The VAT rate increase is expected to raise an additional R22,9 billion, which is nearly two thirds of the total additional tax revenues expected from all the tax proposals announced in the budget. The VAT rate increase will have a significant impact on poor households, although the blow is somewhat softened through a higher than inflation increase in social grants and the zero rating of basic food items, which remain intact. However, it is also proposed that from 1 April 2018, only brown bread and whole wheat brown bread will be zero rated, whereas rye or low GI bread will become subject to the new standard rate from that date.
The VAT rate increase was motivated as being necessary to meet spending commitments and to prevent further erosion of public finances. The VAT rate increase was preferred over an increase in personal income tax (PIT) and an increase in the corporate tax rate. A concern was raised that an increase in PIT would constrain growth and investment, and that companies may respond to a corporate tax rate increase by raising prices, lowering wages or retrenching workers.
An introduction of a higher VAT rate on luxury goods was considered but is not proposed mainly on the back of the Davis Tax Committee’s (DTC) findings that there is no global evidence that a luxury goods VAT rate would meaningfully improve equity in the VAT system. The DTC found that multiple VAT rates add significantly to the complexity of the VAT system, and pointed out that a number of so-called luxury goods, including motor vehicles, cell phones, perfume and photographic equipment already bear an ad valorum excise charge, upon which VAT is again levied. These ad valorum duties are also increased with effect from 1 April 2018.
The proposed effective date of 1 April 2018 does not leave much time for vendors to amend their systems and procedures to properly implement the VAT rate increase from that date.

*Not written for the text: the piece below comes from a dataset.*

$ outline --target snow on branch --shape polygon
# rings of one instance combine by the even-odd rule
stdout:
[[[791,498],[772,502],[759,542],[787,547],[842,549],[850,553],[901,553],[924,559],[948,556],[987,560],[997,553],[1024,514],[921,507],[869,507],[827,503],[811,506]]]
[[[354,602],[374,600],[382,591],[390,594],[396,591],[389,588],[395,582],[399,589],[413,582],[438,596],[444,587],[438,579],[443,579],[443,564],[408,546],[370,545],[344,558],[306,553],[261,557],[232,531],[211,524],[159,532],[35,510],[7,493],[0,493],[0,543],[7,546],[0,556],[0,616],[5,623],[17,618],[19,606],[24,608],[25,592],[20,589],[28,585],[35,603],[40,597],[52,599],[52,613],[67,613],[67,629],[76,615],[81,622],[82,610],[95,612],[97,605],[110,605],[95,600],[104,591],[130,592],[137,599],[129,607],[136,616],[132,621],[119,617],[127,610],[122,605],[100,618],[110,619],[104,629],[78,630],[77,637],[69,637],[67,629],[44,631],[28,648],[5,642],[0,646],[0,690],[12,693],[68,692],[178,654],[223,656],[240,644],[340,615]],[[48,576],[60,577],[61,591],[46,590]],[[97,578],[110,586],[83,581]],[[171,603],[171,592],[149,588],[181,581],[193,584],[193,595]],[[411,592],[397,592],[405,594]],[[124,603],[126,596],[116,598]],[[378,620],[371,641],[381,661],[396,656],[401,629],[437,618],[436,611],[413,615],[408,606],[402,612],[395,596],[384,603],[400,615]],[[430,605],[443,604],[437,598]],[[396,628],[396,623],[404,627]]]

Some of the industries that will be most affected by the change are the financial services sector and the insurance industry, which face a number of practical challenges with regard to supplies made before, during and after the effective date of the increase.
Businesses who sell their goods and services on a cash basis and who have extended credit terms with their suppliers, may experience a positive cash flow impact on their business as a result of the VAT rate increase. However, businesses who supply their goods or services on extended credit terms and which are generally required to pay their creditors before they collect payments from their customers, will experience a negative cash flow impact resulting from the VAT rate increase. These businesses may even require additional working capital. Exporters who are in a constant refund situation will also look to SARS to process their refunds timeously in order to alleviate the cash flow impact on their businesses.
There are a number of provisions in the VAT legislation that deal with supplies over the transitional period from the current rate to the new rate, as well as certain anti-avoidance provisions to prevent vendors from structuring transactions to avoid paying VAT at the new rate.